As temperatures in Texas and around the world are heating up — Central Texas had the hottest May on record — dealing with it becomes even more important. For cyclists and other outdoor enthusiasts, there are precautions that can be taken and practices implemented to mitigate the effects. But as global warming increases (and I side with the 97% of scientists who use, well, SCIENCE, to prove that it’s real), there may come a day where cycling at any time of day and season will no longer be possible. We have plenty of blistering hot days as it is that make biking untenable for many people. Heat stroke and heat exhaustion are real risks, and you should learn the difference and seek help if you are suffering from either. This is not an exhaustive scientific post, but below I will share a few of my approaches that may be good reminders or news to you.
The H.E.A.T. Is On
A snappy acronym seemed like the way to go, at least until I got stuck on a letter. But I figured it out, so here goes:
Hydration — This is obvious: you must drink water. More than you think you need to. Did you know that professionals start pre-hydrating days before a race? And while racing on a hot day, they may go through more than a dozen biddens aka water bottles. I don’t know all the statistics and science behind it, but as they say, “Once you become thirsty, it’s too late.” It’s important to drink water, but not in huge quantities all at once. A steady intake in small amounts works best. As for electrolytes, sodium and the rest, these are also key. I use one water bottle with water and the other with Nuun or Gu hydration tabs. At rest stops I’ll also indulge in a Gatorade (G2 has less sugar), sugar-free PowerAde or Vitamin Water, although coconut water is probably the best natural solution. Another liquid I’ll ingest is Pickle Juice, for the muscle relaxing qualities. Don’t forget fresh fruit as a source of hydration as well, namely oranges.
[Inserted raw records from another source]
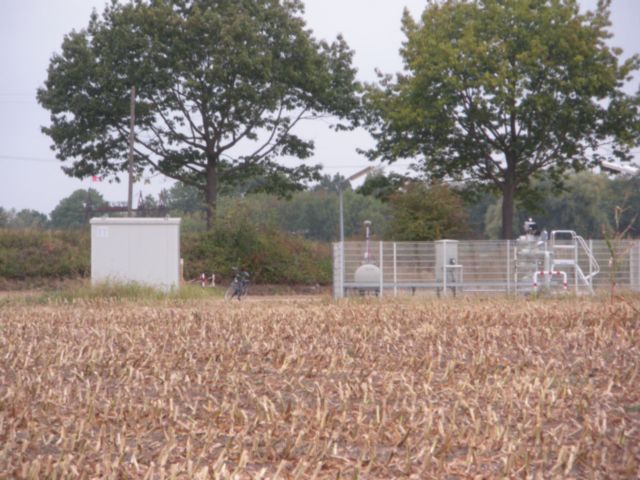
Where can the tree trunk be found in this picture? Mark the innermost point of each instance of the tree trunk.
(508, 194)
(508, 198)
(211, 193)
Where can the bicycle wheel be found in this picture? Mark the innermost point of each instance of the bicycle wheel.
(228, 295)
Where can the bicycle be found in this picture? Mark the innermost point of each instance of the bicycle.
(239, 286)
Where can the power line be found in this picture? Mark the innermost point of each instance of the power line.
(31, 159)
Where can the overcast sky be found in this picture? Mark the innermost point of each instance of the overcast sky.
(32, 30)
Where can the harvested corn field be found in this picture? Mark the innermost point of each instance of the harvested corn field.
(312, 389)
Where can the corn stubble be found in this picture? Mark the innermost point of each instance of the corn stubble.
(308, 389)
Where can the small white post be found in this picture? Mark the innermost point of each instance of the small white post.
(508, 267)
(591, 264)
(381, 268)
(444, 268)
(395, 271)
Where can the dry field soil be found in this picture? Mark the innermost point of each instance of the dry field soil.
(309, 388)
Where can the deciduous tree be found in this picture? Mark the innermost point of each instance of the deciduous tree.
(220, 85)
(499, 90)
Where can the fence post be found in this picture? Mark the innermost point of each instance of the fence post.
(444, 269)
(591, 264)
(508, 267)
(381, 268)
(395, 271)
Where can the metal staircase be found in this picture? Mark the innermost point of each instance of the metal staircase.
(567, 248)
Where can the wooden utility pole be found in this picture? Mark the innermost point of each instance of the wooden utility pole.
(131, 138)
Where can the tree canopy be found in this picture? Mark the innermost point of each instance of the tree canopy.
(74, 211)
(220, 86)
(497, 91)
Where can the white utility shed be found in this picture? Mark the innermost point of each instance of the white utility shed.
(140, 250)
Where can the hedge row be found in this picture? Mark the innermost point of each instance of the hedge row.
(269, 255)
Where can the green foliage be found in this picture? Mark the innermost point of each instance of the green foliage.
(270, 256)
(73, 211)
(313, 215)
(497, 91)
(382, 186)
(25, 218)
(587, 204)
(220, 86)
(28, 254)
(182, 198)
(422, 213)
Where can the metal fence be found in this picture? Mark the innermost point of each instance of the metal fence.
(475, 266)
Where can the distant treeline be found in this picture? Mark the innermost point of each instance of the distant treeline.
(33, 256)
(286, 240)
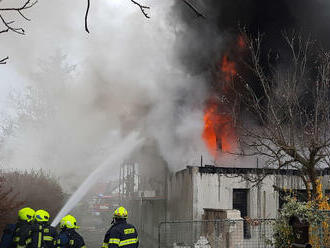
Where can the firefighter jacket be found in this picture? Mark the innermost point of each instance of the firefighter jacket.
(43, 236)
(121, 234)
(69, 238)
(21, 236)
(7, 236)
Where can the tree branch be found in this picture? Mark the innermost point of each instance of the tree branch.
(142, 8)
(86, 16)
(4, 60)
(198, 14)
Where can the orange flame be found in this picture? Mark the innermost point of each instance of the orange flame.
(228, 68)
(218, 133)
(241, 42)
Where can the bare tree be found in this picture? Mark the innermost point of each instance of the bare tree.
(8, 25)
(290, 105)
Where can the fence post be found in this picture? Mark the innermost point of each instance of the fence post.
(159, 227)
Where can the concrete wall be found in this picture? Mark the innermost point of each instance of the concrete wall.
(190, 191)
(180, 195)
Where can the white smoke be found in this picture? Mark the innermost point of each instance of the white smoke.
(74, 89)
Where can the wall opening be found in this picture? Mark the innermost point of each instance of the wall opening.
(240, 202)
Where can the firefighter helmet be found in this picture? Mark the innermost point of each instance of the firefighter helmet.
(26, 214)
(120, 212)
(42, 216)
(68, 221)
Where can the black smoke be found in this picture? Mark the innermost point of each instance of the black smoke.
(205, 39)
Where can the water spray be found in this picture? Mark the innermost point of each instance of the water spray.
(118, 154)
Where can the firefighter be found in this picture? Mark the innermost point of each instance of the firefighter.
(121, 234)
(68, 237)
(43, 235)
(17, 235)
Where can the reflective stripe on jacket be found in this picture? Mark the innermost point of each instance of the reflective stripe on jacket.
(69, 238)
(22, 234)
(43, 236)
(121, 234)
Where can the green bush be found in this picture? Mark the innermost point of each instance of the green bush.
(36, 189)
(308, 212)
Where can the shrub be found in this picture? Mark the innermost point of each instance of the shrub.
(36, 189)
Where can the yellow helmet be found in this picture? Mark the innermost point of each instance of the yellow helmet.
(68, 221)
(42, 216)
(26, 214)
(120, 212)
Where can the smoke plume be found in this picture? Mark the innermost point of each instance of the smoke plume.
(74, 90)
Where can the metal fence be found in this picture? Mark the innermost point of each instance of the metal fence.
(216, 234)
(320, 234)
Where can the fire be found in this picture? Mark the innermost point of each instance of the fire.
(218, 133)
(241, 42)
(228, 68)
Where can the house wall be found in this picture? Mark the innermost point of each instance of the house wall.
(180, 195)
(190, 191)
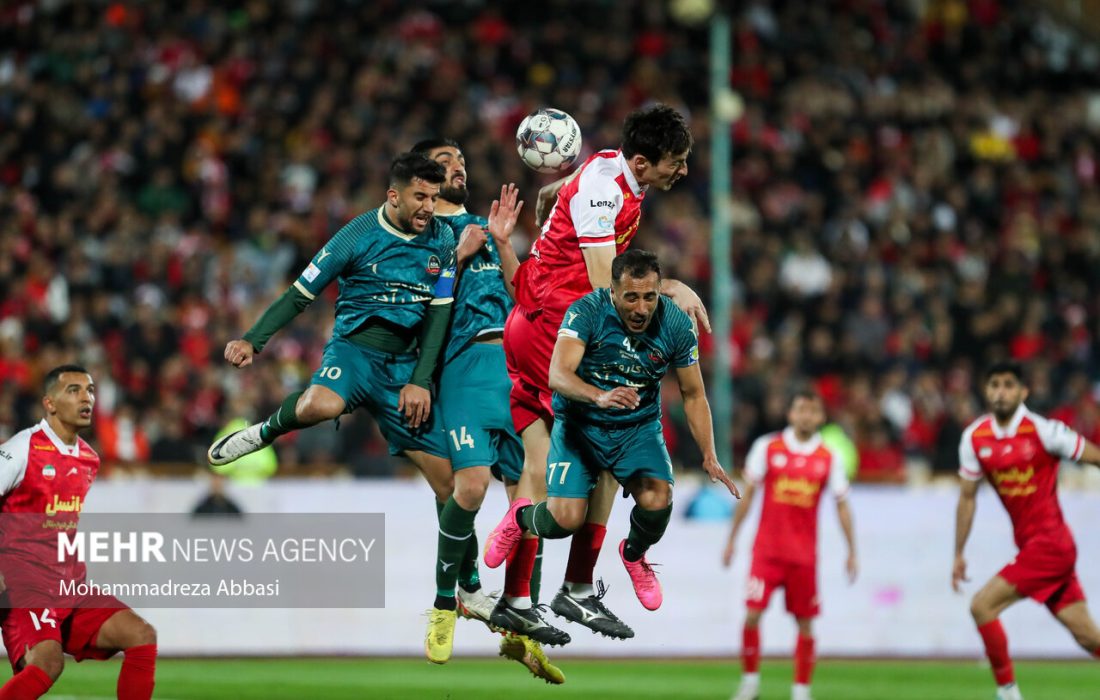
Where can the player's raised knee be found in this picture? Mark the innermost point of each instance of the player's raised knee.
(48, 657)
(315, 405)
(143, 633)
(655, 494)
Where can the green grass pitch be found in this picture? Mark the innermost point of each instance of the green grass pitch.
(486, 679)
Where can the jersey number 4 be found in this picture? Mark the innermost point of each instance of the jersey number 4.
(462, 438)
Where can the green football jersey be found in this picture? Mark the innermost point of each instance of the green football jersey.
(614, 357)
(382, 272)
(482, 302)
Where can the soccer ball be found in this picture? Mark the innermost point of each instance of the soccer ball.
(548, 140)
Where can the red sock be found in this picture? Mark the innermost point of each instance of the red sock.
(583, 553)
(750, 649)
(997, 649)
(30, 684)
(517, 575)
(803, 659)
(135, 679)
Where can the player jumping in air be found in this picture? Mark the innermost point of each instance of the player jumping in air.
(473, 403)
(792, 468)
(613, 349)
(41, 468)
(595, 215)
(1019, 452)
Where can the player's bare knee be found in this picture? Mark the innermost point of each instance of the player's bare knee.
(980, 610)
(314, 407)
(569, 515)
(470, 491)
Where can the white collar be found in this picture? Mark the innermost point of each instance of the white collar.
(460, 211)
(1000, 433)
(798, 446)
(630, 179)
(72, 450)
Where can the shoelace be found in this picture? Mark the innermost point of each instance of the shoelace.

External care — Good sunscreen, boater’s hat with a long brim that fits under your helmet, arm and leg covers are also de rigeur. As for what kind of sunscreen, there is debate. My dermatologist said the studies are often unclear. A previous doctor like Nutrogena Pure Screen Baby Sunscreen. Watch out for the sprays since the smell is toxic in large quantities. I do use the Nutrogena version of that sometimes. Many natural varieties exist, so try them until you find one that works for you. Keep in mind that any SPF rating over 50 is nonsense. And although it’s taken internally, a product called Heliocare helps the skin from cancer. You can buy the primary ingredient from a plant on Amazon.
Acclimation / Avoidance — There are two other ways to beat the heat. One is to get used to it, ideally in slowly adding more time to being in it. If you’re used to being inside in the chilly air conditioning most of the time, when you step outdoors, it will feel like a blast furnace initially. But once your body starts sweating, and you hop on your bike, therefore generating your own air conditioning, over time you will get used to it. The key is gradual exposure. The other side of that equation is avoiding the hottest parts of the day, if at all possible. I do alot of riding at night, and it’s not only cooler but obviously there’s no damaging sun rays to worry with. If you have the option to drive, bus, train, carpool, etc. when it’s super hot, of course do that when you can. If there are routes that are more shaded than others, by all means learn and choose those.
Toughness / Temperance — At some point, you may be riding in the sun and need to get somewhere, and you’ll feel overheated. Unless you can phone a friend to come pick you up, hitchhike or get on a bus with a bike rack, toughing it out may be your only choice. I had to do that today en route to an event. It didn’t help that I took a wrong turn and zigged when I should have zagged. But I knew that I was getting close and chilly beverages and air conditioning awaited. So I stopped to look up directions, made sure that I was really was going to be able to make it, and slowly pedaled to my destination. I also rode home but as it was cooler, mostly downhill, and I had hydrated well, it was not a problem. The word temperance is included because sometimes, you just have to cut bait and stop. Get that ride, or put your bike on the bus rack, or otherwise avoid further riding until you’re well and/or it’s cooler.
So combining all these approaches I’ve been able to continue riding. Maybe not as fast or all the times I want to. And I did have a couple of days after my 185-mile week where I felt I may have been suffering from the delayed effects of heat exhaustion. But I took it easy and in the end, that’s the best thing to do. Don’t kill yourself over a bike ride when the real feel temperature is 105. Take care of yourselves out there!